Bref, des déserts du Sahara aux sommets de l’Himalaya, des temples solaires péruviens aux cratères lunaires, c’est avec beaucoup de plaisir que l’on retrouve ce prolongement éditorial des péripéties du célèbre reporter d’Hergé.

Gilles RATIER  

(1) Édité par Yéti Presse (une émanation de la fondation Hergé), Tintin reporter était la suite de la série belge et de la troisième série française du journal Tintin.
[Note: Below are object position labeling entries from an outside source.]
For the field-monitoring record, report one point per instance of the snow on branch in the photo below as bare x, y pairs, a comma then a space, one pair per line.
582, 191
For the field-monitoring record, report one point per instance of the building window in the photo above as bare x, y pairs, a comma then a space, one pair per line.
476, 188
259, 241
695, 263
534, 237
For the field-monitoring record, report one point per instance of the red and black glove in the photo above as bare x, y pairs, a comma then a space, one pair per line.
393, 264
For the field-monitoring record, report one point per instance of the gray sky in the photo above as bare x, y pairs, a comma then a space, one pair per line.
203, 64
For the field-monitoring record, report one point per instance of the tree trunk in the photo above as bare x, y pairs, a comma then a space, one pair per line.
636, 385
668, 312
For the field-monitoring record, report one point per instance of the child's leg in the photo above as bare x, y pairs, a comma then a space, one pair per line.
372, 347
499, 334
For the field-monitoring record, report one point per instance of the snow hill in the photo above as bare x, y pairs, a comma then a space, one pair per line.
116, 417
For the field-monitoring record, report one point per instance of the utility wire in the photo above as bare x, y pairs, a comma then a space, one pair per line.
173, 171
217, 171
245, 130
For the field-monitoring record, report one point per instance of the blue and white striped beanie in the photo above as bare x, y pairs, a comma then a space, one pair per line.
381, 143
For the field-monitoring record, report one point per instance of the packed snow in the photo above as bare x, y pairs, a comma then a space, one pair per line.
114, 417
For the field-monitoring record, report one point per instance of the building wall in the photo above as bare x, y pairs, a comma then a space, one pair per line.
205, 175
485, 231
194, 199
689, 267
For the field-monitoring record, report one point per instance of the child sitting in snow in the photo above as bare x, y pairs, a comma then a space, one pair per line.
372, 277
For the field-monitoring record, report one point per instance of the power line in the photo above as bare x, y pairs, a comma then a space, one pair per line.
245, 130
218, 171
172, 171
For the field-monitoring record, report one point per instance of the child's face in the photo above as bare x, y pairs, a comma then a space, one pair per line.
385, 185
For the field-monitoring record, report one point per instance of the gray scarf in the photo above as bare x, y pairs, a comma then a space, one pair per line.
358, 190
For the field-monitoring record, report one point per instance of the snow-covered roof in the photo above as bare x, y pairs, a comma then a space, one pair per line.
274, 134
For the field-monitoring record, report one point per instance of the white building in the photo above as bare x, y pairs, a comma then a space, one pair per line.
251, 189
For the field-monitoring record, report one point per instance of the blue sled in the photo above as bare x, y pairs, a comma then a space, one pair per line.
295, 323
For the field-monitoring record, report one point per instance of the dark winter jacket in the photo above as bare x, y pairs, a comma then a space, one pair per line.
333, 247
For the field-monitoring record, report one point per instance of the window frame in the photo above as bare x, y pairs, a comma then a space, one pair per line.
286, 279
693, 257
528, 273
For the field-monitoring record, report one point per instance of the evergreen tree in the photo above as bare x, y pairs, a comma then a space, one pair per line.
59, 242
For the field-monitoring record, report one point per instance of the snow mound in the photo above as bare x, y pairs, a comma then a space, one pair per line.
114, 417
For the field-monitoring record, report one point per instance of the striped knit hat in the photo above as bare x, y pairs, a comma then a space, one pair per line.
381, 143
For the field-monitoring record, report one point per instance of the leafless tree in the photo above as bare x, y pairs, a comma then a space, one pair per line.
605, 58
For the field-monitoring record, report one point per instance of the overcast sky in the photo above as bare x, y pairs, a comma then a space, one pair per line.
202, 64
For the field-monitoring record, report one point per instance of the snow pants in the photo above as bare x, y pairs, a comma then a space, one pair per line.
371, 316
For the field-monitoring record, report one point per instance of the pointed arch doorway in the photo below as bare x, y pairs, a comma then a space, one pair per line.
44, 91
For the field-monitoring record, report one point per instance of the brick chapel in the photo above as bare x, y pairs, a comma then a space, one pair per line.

Publié le temps de 34 numéros entre le 9 décembre 1988 et le 28 juillet 1989, la plupart du temps sous couvertures peu accrocheuses, Tintin reporter contenait beaucoup de rédactionnel assez mal maquetté, un supplément (Le Petit Reporter) avec textes, photos et dessins en noir et blanc, ainsi que quelques rares bandes dessinées : comme la reprise en version intégrale d’« On a marché sur la Lune », « Gaspard de la nuit » de Johan De Moor et Stephen Desberg, « Hugo » de Bédu, « Nathalie » de Sergio Salma, ou des récits complets quand même signés Florence Cestac, Alain Goffin et Benoît Peeters, Marc Lumer et Thierry Smolderen, Patrice Lesueur, Dominique Hérody, Al Severin, Stanislas, David B., Philippe Wurm, Jean-Luc Cornette, Alberto Varanda, Laurent Hirn et Jean-Yves Brouard, etc. À partir du 26 septembre, le relais sera pris par Hello Bédé : nouvel hebdomadaire édité par Le Lombard jusqu’au 29 juin 1993.

Tintin c’est l’aventure n° 1

Éditions Moulinsart et Prisma (15,99 €) – ISBN : 978-2-8104-2766-6

Galerie

6 réponses à Tintin n’est pas mort, il voyage encore !

  1. Olivier Northern Son dit :

    Trouvera-t-on cette merveille en librairie ou chez les marchands de journaux?

    • Gilles Ratier dit :

      Bonjour Olivier !
      La réponse à votre question est dans la première phrase de mon article : « Le 19 juin, paraîtra, en kiosques et en librairies, le n° 1 de Tintin c’est l’aventure ».
      Merci de votre intérêt !
      Gilles Ratier

      • PATYDOC dit :

        Bonjour ; revue achetée grâce à vous dans une maison de la presse le 19/06 : c’est en effet une réalisation remarquable sur beau papier.

  2. FranckG dit :

    J’avais cru (par erreur ?) lire sur les réseaux que ce Mooc contiendrait les planches inédites (différentes) d »Objectif/On a marché sur la lune » de la revue Tintin. Je confonds avec autre chose ??

    • Gilles Ratier dit :

      Salut Franck !
      Là encore, tout est dans mon article !
      J’ai détaillé totalement le contenu de ce numéro (la page du sommaire est même reproduite), il n’y a pas d’autre chose…
      Donc, tu dois, en effet, confondre avec autre chose !
      Bien amicalement
      Gilles

      • FranckG dit :

        Merci. Et c’est bien dommage…
        Cette publication reste néanmoins très intéressante.